Festival d’Avignon, Espace Alya du 4 au 25 juillet 2026
Ecriture & Mise en Scène Frédéric Barriera
François Bartier – Interprétation
Carl Bergerard – Interprétation
Emma Debroise – Interprétation
Carl Bergerard – Création lumière
Thorsten Bloedhorn – Musique
Christèle Lefebvre – Costumes
Christèle Lefebvre – Scénographie
Léna Texier – création son & régie
La liberté, c’est la sécurité, la sécurité c’est la surveillance, donc la liberté c’est la surveillance.
Jean Christophe Rufin, Globalia (2005)
Ce spectacle est une confrontation entre qui on est, qui on peut être, qui on va être dans une société où le bien-vivre et la sécurité idéologique est de mise.
Toute œuvre littéraire ou issue du spectacle vivant est une implication systémique entre deux forces, en l’occurrence entre conscience et obéissance dans cette proposition d’art du spectacle vivant. L’enjeu textuel est là, à travers ce fait historique de 2 jeunes à la veille d’un été de 1964 en Allemagne, où l’un choisit délibérément, parce qu’il est issu d’une communauté de société d’en sacrifier un autre au nom de la société à laquelle il appartient pour ensuite, apprendre à la fuir.

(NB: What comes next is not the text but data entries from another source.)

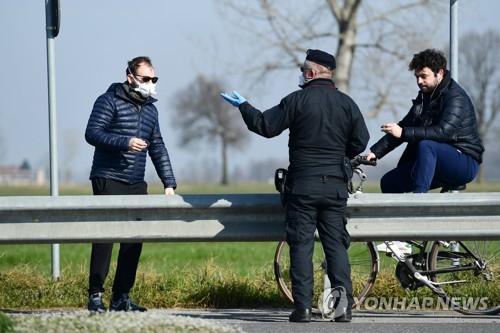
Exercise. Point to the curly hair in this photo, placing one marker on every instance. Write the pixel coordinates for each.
(430, 58)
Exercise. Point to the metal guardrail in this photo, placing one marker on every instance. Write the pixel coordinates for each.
(239, 217)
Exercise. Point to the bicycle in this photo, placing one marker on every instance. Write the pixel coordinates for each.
(451, 269)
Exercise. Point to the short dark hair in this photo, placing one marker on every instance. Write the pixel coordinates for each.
(431, 58)
(135, 63)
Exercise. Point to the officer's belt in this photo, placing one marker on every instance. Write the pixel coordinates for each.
(334, 170)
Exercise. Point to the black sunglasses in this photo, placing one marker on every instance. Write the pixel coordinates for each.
(148, 78)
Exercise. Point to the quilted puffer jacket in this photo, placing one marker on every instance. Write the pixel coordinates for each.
(449, 118)
(114, 120)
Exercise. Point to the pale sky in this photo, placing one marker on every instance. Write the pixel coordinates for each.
(97, 38)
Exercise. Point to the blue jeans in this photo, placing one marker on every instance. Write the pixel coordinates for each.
(435, 161)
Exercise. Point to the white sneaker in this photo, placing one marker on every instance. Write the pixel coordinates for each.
(402, 246)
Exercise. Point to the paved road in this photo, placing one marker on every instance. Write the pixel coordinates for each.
(273, 320)
(263, 320)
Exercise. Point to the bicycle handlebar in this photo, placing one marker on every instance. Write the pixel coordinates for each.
(361, 159)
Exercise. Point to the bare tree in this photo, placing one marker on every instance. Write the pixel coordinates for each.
(202, 114)
(480, 70)
(390, 28)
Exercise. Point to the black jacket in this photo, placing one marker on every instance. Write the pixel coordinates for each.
(325, 125)
(114, 120)
(448, 118)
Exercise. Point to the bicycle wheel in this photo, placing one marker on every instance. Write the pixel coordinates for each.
(472, 270)
(363, 258)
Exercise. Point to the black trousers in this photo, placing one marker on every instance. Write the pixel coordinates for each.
(317, 203)
(128, 257)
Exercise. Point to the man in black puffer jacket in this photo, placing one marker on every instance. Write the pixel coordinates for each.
(123, 127)
(444, 145)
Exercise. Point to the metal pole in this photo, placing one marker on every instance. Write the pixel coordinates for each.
(54, 186)
(454, 39)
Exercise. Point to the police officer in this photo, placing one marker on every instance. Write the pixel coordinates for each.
(326, 127)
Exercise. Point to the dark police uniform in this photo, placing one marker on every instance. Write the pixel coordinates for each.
(325, 126)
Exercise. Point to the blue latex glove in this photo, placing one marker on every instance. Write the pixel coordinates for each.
(235, 99)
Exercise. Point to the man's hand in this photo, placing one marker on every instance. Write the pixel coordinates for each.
(136, 145)
(393, 129)
(235, 99)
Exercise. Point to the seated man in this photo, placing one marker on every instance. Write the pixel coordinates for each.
(444, 145)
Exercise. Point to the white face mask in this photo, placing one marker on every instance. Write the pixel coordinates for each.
(303, 80)
(145, 89)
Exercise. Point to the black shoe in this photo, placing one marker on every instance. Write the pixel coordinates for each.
(346, 317)
(95, 303)
(125, 303)
(300, 316)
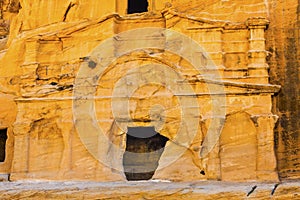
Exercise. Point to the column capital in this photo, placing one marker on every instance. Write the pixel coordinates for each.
(257, 23)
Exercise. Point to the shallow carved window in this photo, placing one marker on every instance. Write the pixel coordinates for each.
(144, 147)
(137, 6)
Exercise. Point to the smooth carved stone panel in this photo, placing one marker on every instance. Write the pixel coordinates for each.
(238, 148)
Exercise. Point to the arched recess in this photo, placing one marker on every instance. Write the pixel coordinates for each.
(238, 148)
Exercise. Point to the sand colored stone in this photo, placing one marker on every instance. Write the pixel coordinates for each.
(43, 55)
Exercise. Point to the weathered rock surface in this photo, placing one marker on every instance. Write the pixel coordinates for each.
(149, 190)
(44, 53)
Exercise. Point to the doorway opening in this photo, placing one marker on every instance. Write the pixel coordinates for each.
(3, 138)
(144, 147)
(137, 6)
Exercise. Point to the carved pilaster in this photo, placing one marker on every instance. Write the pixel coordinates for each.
(266, 159)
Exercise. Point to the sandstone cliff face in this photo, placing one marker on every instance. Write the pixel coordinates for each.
(283, 43)
(45, 52)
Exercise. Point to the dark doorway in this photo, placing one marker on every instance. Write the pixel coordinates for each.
(137, 6)
(144, 147)
(3, 138)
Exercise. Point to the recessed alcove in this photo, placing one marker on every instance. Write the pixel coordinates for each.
(137, 6)
(144, 147)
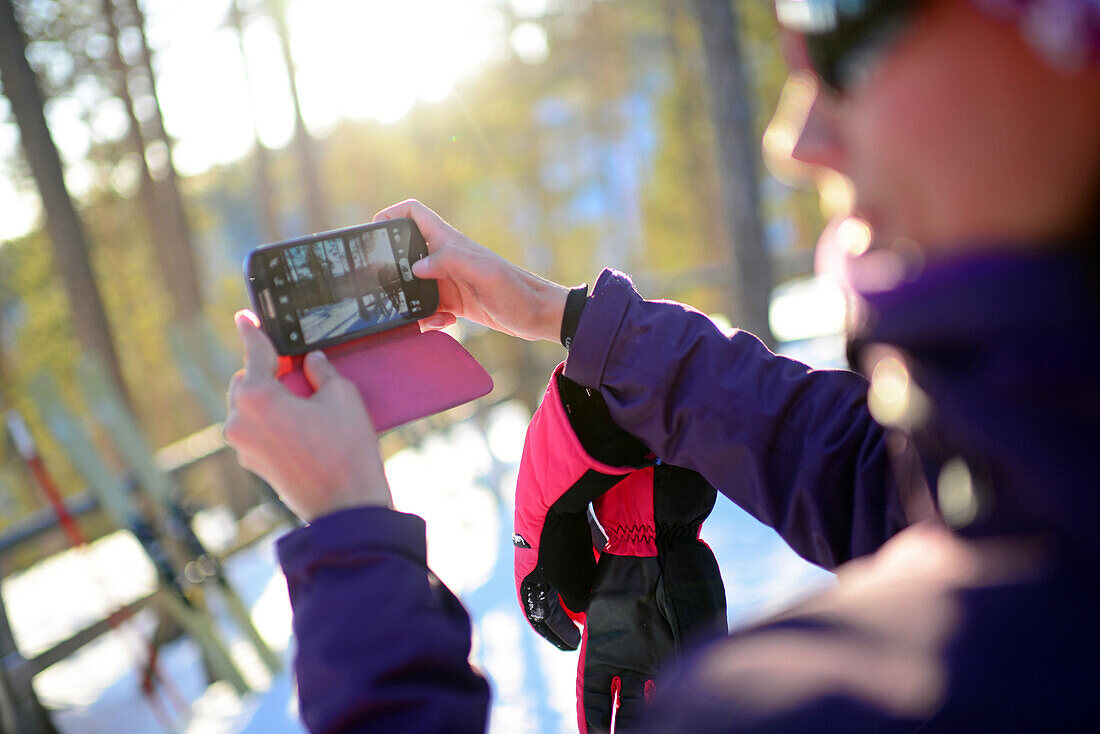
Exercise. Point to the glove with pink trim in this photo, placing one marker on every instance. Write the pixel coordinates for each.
(608, 556)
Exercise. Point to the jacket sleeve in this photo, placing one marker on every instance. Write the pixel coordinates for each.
(794, 447)
(382, 645)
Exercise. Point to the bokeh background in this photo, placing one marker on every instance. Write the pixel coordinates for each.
(149, 144)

Comment obéit-on ? Nous nous soumettons tout.e.s à une autorité en règle, dont le concept central dans cette écriture et dans nos vies se rapporte à un accord volontaire et conscient d’une action et d’une autorité ; qui se décompose en plusieurs actes comme en souligne l’écriture et la mise en scène de Frédéric Barriera, servit par sa distribution d’acteurs. D’abord, le stoïcisme prend sa place solaire au premier acte de la pièce. Ce sunkatathesis (du grec συγκατάθεσις) marque le moment d’un individu qui accepte sans sourciller une proposition qui aliène son individualité et l’emmène vers une soumission. Ensuite, apparaît l’acte du keton contre le hakon (le monstre et son imitation) suivant le sens aristotélicien du terme, et l’acte d’obéissance s’analyse bien après l’action. Enfin, le désir de Platon qui entraîne une désobéissance vers l’objet de l’apaisement, venant bien trop tard, d’où le drame de la mort physique et entité sociale.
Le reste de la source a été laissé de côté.